After almost four decades of serving the Kirkland community, planning director Eric Shields has announced his retirement.
According to a city press release, Shields began as an intern with the city of Kirkland in 1977, and eventually worked his way to planning director in 1992. During his 38 years of service, he assisted city leadership as they navigated through significant population growth (from about 17,000 residents in 1977 to 88,000 residents in 2018). Additionally, Shields played a key role in transformative projects such as the development of downtown Kirkland, South Kirkland Transit Oriented Development, Juanita Village and the Village at Totem Lake, the release states.
Shields also led a number of important planning-related efforts such as multiple comprehensive plans, the Kirkland Shoreline Master Program, the development of design guidelines for Kirkland business districts and efforts to encourage the development of affordable housing. Under Shields’ leadership the city won numerous state and regional smart growth awards.

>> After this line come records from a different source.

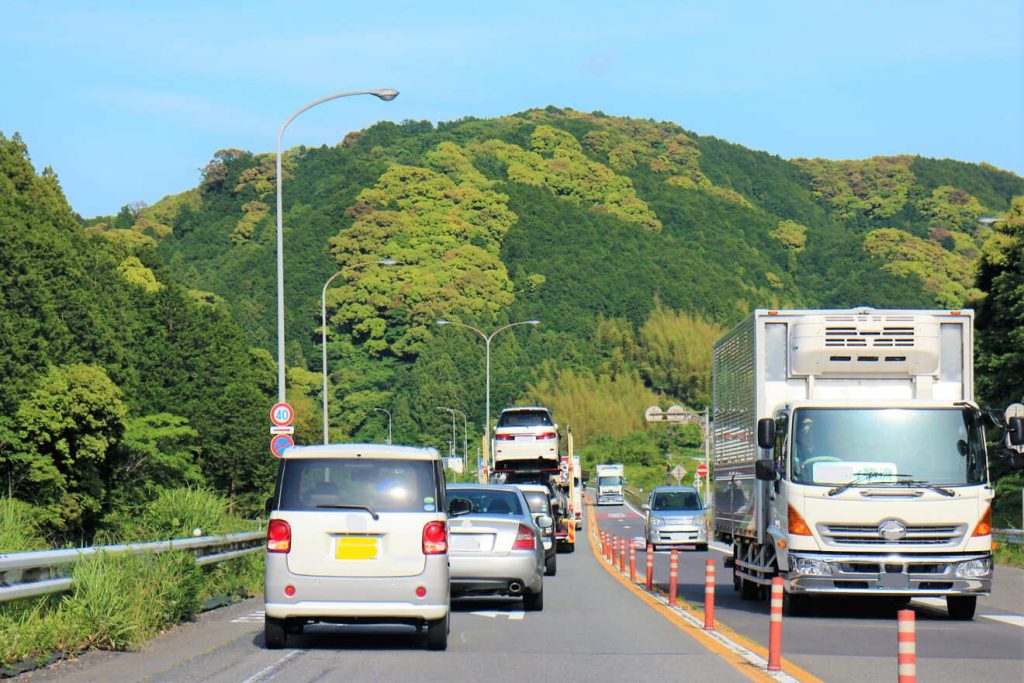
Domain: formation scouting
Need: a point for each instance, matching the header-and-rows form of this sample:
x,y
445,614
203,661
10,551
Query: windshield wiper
x,y
931,486
862,477
369,509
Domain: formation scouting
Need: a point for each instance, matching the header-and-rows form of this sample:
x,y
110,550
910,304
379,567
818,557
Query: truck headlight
x,y
975,568
812,567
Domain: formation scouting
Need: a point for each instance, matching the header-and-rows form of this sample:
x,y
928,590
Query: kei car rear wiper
x,y
862,477
335,506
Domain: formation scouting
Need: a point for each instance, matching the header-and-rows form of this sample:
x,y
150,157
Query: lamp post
x,y
486,343
352,266
465,434
386,94
384,410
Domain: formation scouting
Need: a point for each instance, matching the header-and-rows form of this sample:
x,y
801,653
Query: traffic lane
x,y
840,638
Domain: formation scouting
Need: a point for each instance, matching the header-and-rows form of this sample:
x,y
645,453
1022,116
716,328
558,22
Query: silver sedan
x,y
496,548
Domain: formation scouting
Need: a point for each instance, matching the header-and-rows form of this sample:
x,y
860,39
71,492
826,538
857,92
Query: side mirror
x,y
766,433
1015,428
764,470
459,506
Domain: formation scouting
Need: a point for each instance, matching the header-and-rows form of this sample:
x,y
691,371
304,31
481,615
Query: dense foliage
x,y
635,243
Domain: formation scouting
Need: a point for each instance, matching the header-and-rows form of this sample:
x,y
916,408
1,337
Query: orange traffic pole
x,y
709,595
775,630
906,642
673,575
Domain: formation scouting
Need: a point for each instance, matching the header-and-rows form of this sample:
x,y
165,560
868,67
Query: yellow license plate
x,y
355,548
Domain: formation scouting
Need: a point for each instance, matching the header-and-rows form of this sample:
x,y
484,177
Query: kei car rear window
x,y
382,484
524,419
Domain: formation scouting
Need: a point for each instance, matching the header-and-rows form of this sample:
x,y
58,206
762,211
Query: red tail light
x,y
434,539
524,539
279,537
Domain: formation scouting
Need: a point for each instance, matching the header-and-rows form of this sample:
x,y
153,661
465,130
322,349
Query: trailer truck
x,y
849,457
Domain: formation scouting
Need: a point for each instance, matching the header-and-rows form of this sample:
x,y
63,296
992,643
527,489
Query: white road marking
x,y
255,617
271,671
494,613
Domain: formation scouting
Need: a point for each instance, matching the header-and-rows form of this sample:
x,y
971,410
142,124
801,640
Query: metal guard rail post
x,y
38,572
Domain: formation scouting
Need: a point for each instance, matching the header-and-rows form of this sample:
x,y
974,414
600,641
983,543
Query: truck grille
x,y
936,535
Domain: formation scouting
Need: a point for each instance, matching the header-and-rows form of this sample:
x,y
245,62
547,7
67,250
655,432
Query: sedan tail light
x,y
524,539
434,539
279,537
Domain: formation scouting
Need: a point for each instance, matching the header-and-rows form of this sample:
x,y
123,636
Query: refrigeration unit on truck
x,y
849,456
609,483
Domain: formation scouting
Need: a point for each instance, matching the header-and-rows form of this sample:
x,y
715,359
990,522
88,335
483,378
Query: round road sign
x,y
280,443
282,414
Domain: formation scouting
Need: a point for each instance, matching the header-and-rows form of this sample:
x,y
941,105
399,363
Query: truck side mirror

“Eric Shields’ contributions to the city of Kirkland are truly immeasurable and inspiring,” said city manager Kurt Triplett. “Eric’s legacy is that his vision made Kirkland the green, livable, walkable community that we all love. The city of Kirkland is incredibly grateful to Eric for his decades of dedication to this community, for his leadership as planning director and for the kind and compassionate approach he brought to his work and his colleagues. He is irreplaceable.”
Shields also served on the King County Planning Directors group, the Puget Sound Regional Council Regional staff committee and the Interjurisdictional Team staff to King County Growth Management Planning Council. He also received the Washington State Planning Directors Service Award in 2018.